縮尻鏡三郎は、知穂がいつまでも父上と一緒に暮らしていたいと言っていたのに、自分がおりんと再婚するために婿をとらせてしまった、すまない、と思っているのかな。鏡三郎がおりんにあれこれ言いわけをして赤提灯やももんじ屋などに行くのも、知穂が仕事が忙しいからと帰りに一膳飯屋に寄って三九郎を放ったらかしにするのも、父娘とも意識していないが、深層心理ではつながっているんじゃないかしら。
つい、えせカウンセラー的な読み方をしてしまった。
脇の甘い婿・三九郎が妻を苛立たせ、鏡三郎の頭を悩ませる
2009/12/02 19:43
2人中、2人の方がこのレビューが役に立ったと投票しています。
投稿者:toku - この投稿者のレビュー一覧を見る
「縮尻鏡三郎」シリーズ第二弾。
各話の物語は独立しているが、時間の流れがつながっている連作短編小説。
前作「縮尻鏡三郎」では、鏡三郎の『長崎会所五冊物』の解読を発端として、長崎貿易収支減少の原因を探り出してきた鏡三が、地借りしている津田織部の次男・三九郎を娘・知穂の婿に迎えたあと、自身は隠居して引合茶屋・矢車屋のおりんと所帯を持ち、大番屋の元締めに戻ったところまでを描いていた。
「縮尻鏡三郎」はシリーズものだから、鏡三郎を取り巻く状況はこの続きから始まる。
「首を斬られにきたの御番所」は前作のように、長崎貿易収支減少の探索とその解決による完結という明確な流れはないものの、娘夫婦の不仲が鏡三郎の心配の種であり、この問題が本作品を貫く大きな流れだと思う。
もともと知穂は三九郎のことを『ぼんくら』呼ばわりしており、所帯を持ってからも亭主の事を『三九郎』と呼び捨てにする。
三九郎は過去の鏡三郎がしたように、習い事や顔を知ってもらうための挨拶回りなどの就職活動はほとんどせず、鏡三郎の大番屋に顔を出したり、道場に通うだけであり、しかも粗忽者。

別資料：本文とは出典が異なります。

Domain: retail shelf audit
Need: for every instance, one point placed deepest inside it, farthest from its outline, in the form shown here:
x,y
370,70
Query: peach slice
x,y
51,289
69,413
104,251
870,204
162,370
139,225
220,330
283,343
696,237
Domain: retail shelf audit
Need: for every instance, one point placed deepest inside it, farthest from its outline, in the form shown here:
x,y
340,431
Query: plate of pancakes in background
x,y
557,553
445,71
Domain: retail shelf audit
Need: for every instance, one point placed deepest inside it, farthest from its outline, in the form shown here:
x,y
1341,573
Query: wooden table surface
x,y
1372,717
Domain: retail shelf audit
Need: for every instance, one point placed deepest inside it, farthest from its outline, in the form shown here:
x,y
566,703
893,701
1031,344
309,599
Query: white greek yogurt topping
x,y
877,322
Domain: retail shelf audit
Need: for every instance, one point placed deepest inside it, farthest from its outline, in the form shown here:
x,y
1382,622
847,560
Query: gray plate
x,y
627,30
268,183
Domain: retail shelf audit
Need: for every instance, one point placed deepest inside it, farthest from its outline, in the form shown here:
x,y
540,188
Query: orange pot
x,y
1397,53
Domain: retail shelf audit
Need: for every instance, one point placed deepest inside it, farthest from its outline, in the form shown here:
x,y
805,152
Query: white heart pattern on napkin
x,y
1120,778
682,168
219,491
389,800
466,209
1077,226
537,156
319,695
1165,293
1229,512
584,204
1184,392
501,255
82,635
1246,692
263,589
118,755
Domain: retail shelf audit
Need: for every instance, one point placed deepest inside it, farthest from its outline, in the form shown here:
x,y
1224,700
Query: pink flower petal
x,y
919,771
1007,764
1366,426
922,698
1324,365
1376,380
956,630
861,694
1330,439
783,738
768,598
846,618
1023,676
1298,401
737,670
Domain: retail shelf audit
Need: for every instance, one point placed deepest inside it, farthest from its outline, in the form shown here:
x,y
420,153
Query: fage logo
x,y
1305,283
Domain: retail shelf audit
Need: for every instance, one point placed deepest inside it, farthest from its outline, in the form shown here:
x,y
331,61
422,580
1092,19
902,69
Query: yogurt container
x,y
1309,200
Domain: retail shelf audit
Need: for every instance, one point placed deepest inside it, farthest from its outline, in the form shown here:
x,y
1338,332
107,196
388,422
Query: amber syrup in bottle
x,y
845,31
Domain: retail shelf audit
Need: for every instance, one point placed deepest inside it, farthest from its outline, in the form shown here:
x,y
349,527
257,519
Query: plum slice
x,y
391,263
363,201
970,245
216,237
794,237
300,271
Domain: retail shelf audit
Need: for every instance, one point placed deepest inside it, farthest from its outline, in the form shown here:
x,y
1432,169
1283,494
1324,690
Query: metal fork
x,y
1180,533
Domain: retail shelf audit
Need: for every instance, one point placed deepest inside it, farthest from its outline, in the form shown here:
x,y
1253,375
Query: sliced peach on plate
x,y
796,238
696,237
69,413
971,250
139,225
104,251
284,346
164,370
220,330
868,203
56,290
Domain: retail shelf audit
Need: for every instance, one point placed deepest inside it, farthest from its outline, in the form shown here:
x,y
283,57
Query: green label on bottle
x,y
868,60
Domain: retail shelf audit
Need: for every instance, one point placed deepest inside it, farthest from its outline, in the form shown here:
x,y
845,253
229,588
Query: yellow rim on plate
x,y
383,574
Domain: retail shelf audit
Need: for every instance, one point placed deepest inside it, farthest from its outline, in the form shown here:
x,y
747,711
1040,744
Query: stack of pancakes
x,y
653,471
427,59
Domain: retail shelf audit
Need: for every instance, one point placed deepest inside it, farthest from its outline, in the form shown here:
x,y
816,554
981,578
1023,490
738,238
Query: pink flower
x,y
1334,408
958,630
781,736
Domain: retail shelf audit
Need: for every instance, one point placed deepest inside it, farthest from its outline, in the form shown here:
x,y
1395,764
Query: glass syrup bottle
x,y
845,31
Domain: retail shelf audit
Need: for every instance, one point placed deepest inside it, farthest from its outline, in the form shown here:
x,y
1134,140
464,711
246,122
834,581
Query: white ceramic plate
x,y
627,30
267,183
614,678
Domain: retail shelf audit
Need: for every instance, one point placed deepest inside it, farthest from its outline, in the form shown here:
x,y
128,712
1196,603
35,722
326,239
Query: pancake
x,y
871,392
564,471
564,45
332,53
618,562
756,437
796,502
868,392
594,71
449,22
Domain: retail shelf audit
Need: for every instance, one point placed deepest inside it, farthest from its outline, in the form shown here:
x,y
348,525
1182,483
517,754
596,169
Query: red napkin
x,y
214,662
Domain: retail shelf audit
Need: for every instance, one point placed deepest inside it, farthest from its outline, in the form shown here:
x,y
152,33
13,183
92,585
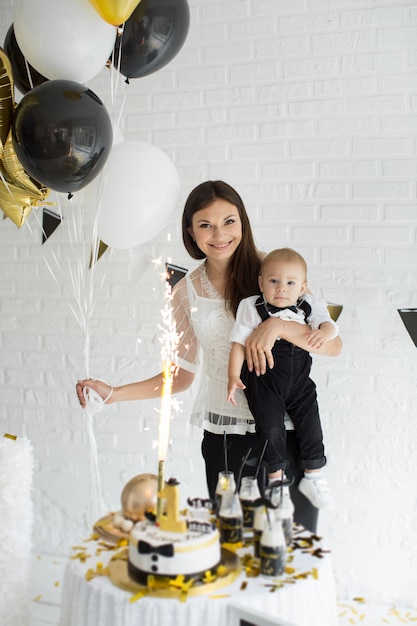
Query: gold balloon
x,y
19,193
334,310
6,96
15,172
115,11
17,203
139,495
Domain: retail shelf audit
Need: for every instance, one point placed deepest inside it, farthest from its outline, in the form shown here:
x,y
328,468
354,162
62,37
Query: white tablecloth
x,y
305,601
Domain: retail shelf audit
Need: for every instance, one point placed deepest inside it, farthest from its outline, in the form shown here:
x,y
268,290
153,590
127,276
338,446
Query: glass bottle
x,y
225,483
248,494
273,549
259,523
230,518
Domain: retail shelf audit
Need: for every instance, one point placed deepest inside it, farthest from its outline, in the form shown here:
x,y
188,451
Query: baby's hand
x,y
234,383
317,338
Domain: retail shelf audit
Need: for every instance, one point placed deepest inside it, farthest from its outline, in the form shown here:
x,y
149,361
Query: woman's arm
x,y
259,344
141,390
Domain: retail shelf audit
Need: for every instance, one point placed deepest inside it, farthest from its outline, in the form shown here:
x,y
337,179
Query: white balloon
x,y
63,39
138,191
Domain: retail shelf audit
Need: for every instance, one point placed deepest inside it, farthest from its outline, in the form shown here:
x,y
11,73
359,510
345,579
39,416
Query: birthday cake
x,y
174,545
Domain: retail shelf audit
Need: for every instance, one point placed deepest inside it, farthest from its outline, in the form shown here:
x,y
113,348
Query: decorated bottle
x,y
273,549
248,494
225,484
230,518
285,514
259,524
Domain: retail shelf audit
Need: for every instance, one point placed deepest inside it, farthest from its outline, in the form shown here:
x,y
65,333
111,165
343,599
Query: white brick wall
x,y
309,108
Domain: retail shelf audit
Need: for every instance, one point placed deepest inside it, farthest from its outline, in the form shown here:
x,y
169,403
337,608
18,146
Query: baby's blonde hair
x,y
284,255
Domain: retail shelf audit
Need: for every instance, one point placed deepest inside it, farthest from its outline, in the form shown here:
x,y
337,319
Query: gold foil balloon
x,y
6,96
115,11
139,495
334,310
19,193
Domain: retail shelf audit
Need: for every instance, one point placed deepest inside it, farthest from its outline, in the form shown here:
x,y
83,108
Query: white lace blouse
x,y
203,325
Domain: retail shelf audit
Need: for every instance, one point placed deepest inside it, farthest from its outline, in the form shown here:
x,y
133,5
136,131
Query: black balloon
x,y
62,134
152,36
23,72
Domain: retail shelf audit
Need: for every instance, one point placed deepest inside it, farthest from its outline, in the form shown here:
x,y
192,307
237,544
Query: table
x,y
305,596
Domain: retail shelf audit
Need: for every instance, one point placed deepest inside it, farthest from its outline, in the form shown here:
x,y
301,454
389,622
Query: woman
x,y
216,229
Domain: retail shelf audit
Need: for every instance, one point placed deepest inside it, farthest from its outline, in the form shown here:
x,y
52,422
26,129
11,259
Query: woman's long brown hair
x,y
243,268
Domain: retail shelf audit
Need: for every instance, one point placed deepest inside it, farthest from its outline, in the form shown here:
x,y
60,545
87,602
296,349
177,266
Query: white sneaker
x,y
317,491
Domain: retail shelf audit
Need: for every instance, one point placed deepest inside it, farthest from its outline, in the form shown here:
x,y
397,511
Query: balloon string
x,y
96,507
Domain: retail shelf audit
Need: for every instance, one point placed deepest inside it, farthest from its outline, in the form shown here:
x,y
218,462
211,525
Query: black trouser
x,y
213,452
286,387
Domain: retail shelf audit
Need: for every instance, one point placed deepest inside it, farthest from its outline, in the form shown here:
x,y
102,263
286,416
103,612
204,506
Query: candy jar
x,y
259,523
273,549
225,483
230,518
248,494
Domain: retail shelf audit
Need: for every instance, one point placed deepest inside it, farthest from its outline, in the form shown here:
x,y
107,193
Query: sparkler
x,y
169,342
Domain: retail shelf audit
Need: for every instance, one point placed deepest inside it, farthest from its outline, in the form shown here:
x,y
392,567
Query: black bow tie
x,y
275,309
167,549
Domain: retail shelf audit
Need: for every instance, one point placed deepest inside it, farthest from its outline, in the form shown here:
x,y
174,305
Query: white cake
x,y
164,553
175,545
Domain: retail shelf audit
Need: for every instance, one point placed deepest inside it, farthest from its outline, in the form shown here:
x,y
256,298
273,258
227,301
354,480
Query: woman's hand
x,y
104,390
259,345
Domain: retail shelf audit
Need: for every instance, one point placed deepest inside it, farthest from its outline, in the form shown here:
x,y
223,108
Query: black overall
x,y
285,388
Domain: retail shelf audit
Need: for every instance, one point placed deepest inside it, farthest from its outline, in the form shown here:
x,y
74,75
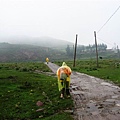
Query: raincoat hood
x,y
64,64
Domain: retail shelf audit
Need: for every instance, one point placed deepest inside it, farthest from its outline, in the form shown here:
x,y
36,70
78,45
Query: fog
x,y
61,19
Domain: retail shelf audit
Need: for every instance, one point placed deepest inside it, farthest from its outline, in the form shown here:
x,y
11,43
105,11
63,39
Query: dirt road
x,y
94,99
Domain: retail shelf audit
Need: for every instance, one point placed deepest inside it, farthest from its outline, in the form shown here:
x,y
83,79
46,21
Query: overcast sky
x,y
62,19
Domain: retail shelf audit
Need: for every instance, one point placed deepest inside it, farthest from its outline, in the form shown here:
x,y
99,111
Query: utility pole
x,y
96,48
75,51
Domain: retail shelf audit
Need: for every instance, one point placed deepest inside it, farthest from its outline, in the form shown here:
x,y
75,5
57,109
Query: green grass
x,y
20,89
108,69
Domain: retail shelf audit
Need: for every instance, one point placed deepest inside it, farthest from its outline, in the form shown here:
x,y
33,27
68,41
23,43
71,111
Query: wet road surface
x,y
94,99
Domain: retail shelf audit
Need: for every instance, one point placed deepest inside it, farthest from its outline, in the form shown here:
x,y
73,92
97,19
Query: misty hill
x,y
22,52
38,41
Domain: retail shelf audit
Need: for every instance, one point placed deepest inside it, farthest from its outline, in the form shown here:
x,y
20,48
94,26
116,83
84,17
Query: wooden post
x,y
96,49
75,51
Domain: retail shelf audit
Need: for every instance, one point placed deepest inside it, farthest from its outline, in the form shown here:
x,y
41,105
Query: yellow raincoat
x,y
63,69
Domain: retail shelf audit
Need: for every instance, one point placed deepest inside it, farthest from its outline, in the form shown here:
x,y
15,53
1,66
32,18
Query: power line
x,y
108,19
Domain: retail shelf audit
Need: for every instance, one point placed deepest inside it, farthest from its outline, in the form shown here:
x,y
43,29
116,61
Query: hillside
x,y
22,52
38,41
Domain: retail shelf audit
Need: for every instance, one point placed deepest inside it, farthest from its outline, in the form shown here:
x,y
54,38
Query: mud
x,y
94,99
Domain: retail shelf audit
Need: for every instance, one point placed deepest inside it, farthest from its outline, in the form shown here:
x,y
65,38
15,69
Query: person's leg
x,y
67,88
62,91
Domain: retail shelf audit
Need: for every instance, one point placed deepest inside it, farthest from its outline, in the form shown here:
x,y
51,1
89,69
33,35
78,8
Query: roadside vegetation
x,y
28,91
108,69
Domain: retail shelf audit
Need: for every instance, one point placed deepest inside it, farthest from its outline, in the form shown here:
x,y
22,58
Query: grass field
x,y
108,69
22,85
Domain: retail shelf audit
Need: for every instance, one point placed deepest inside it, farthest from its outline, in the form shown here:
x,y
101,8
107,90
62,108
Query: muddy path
x,y
94,99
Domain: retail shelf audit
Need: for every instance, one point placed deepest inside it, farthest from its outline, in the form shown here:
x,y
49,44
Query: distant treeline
x,y
86,49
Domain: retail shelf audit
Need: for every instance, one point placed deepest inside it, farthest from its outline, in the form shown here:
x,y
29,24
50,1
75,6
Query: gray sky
x,y
62,19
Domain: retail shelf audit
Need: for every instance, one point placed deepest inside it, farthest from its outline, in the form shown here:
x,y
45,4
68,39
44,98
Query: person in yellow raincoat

本作中の『舞う桜』では、そんな三九郎の粗忽ぶりが描かれており、知穂との仲はますます悪くなるばかり。
知穂は自分が稼がねばと手習塾を始めていたが、大手手習い塾の女座を任されることになってから、元々そこの手習い塾を開き男座を担当している男前で博識の菊川秀之進と知り合い始めると生き生きとしだした。
最終話『春を呼び込むか、百日の押込』で、三九郎はまたまた事件に巻き込まれることになり、知穂は『あんなぼんくらとはいつまでも一緒にいても仕方がない』といい、鏡三郎に三九郎と別れて一人で暮らすと言う。
この最終話は、三九郎を巻き込んだ事件の解明が中心で、それに加えて大きな流れである鏡三郎の心配事に、希望の光を射す状況を描いている。
読む前には一見意味不明な『春を呼び込むか、百日の押込』というタイトルは、読み終えてそういうことかと納得させられる。
第一弾「縮尻鏡三郎」もそうだったが、一つの話の中にまったく違う出来事が描かれ、それが話が進むにつれて一つのことに結びついていく様子は読んでいて気持ちよく、特に『いまどき流行らぬ忠義の臣』は、二つの出来事と鏡三郎が縮尻御家人となった大阪無尽調査の件と絡めてあり、とても爽快だった。